I like this idea Nate, and to add to that - I’d suggest getting to know 1 or 2 drivers as best you can for want of a better description. For example… I am 100% a preset guy & I don’t design sounds. So for me, if I know how to quickly find sounds and then develop and tweak a song in a structured way, that’s a good balance of breadth & simplicity, and more than enough for me to try and master. (And I’m still trying if any of this sounds like I know what I’m doing.)

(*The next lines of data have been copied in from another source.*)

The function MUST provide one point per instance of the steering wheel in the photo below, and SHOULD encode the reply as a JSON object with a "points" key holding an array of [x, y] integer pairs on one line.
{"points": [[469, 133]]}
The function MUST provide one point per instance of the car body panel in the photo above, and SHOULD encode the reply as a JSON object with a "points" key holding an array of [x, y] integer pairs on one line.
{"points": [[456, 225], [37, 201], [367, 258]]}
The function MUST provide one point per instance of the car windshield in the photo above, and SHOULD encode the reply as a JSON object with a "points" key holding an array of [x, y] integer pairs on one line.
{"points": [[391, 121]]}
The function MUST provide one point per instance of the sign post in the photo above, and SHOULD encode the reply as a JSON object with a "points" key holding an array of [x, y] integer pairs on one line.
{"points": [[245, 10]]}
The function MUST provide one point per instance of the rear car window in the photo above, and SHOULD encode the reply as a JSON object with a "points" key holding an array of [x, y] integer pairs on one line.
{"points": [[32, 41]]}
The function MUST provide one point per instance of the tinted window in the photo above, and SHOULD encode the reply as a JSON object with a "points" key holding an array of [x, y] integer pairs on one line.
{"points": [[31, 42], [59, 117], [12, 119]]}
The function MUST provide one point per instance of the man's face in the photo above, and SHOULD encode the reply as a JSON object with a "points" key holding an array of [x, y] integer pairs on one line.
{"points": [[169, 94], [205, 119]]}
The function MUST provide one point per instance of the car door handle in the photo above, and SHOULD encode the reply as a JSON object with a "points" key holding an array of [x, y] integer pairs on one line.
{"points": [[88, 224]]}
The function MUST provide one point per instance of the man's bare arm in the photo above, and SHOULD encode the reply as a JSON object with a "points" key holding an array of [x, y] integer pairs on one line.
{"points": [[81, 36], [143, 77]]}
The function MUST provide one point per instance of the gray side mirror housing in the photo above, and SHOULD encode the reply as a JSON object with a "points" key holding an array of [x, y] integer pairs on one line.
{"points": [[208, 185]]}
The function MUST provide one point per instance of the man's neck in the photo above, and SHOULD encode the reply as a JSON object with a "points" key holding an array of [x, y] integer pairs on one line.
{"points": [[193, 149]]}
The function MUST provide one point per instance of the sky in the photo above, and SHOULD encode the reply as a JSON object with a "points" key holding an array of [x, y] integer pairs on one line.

Since I come from playing string instruments in bands I mentally have things like this: Launchkey + Native Instruments sounds = like having a guitar. Ableton = like an old Boss digital 16 track & one of those big blue boss multi-effect stompboxes. I tend to think of NI as a self contained instrument (even though it contains many instruments) or you might call it a rompler, whatever really. As much as I don’t love the inconsistency and general cruddiness of the UIs in NI gear - because of NKS integrations (nice for Arturia, Uhe etc); the pretty decent preset browser and tieing those to Ableton racks I can usually find a sound which is either pre-mapped via KK, or can be mapped to Ableton. This is also where having the LK integration with Ableton helps. Live is the main driver here because all the instruments end up in racks with either mapped macros (or automation drawn in after the fact if it’s KK alone.) That plus a row of effects (either native or 3rd party) in the effects rack feels like stomping on my old stomp boxes.
Obviously there’s loads of depth in both these platforms. But that way of looking at it it does help me mentally box these 2 things off into something mentally manageable. You could replace this potentially with another library of sounds, be it Spitfire, Arturia or another.
I guess you could also apply this to hardware. Eg: stick to Roland x Arturia, or the Elektron Digi series x Novation Circuits… whatever works. Usually if you learn one “thing” from a company you have knowledge that will transfer to the other. But once you go beyond 3 platforms, I’d personally find that too much to handle. Maybe with individual synths that would be different, but I don’t know enough about that to comment.
So yeah. 2 key platforms, stick to those and get good at them. Gives breadth and gives focus at the same time?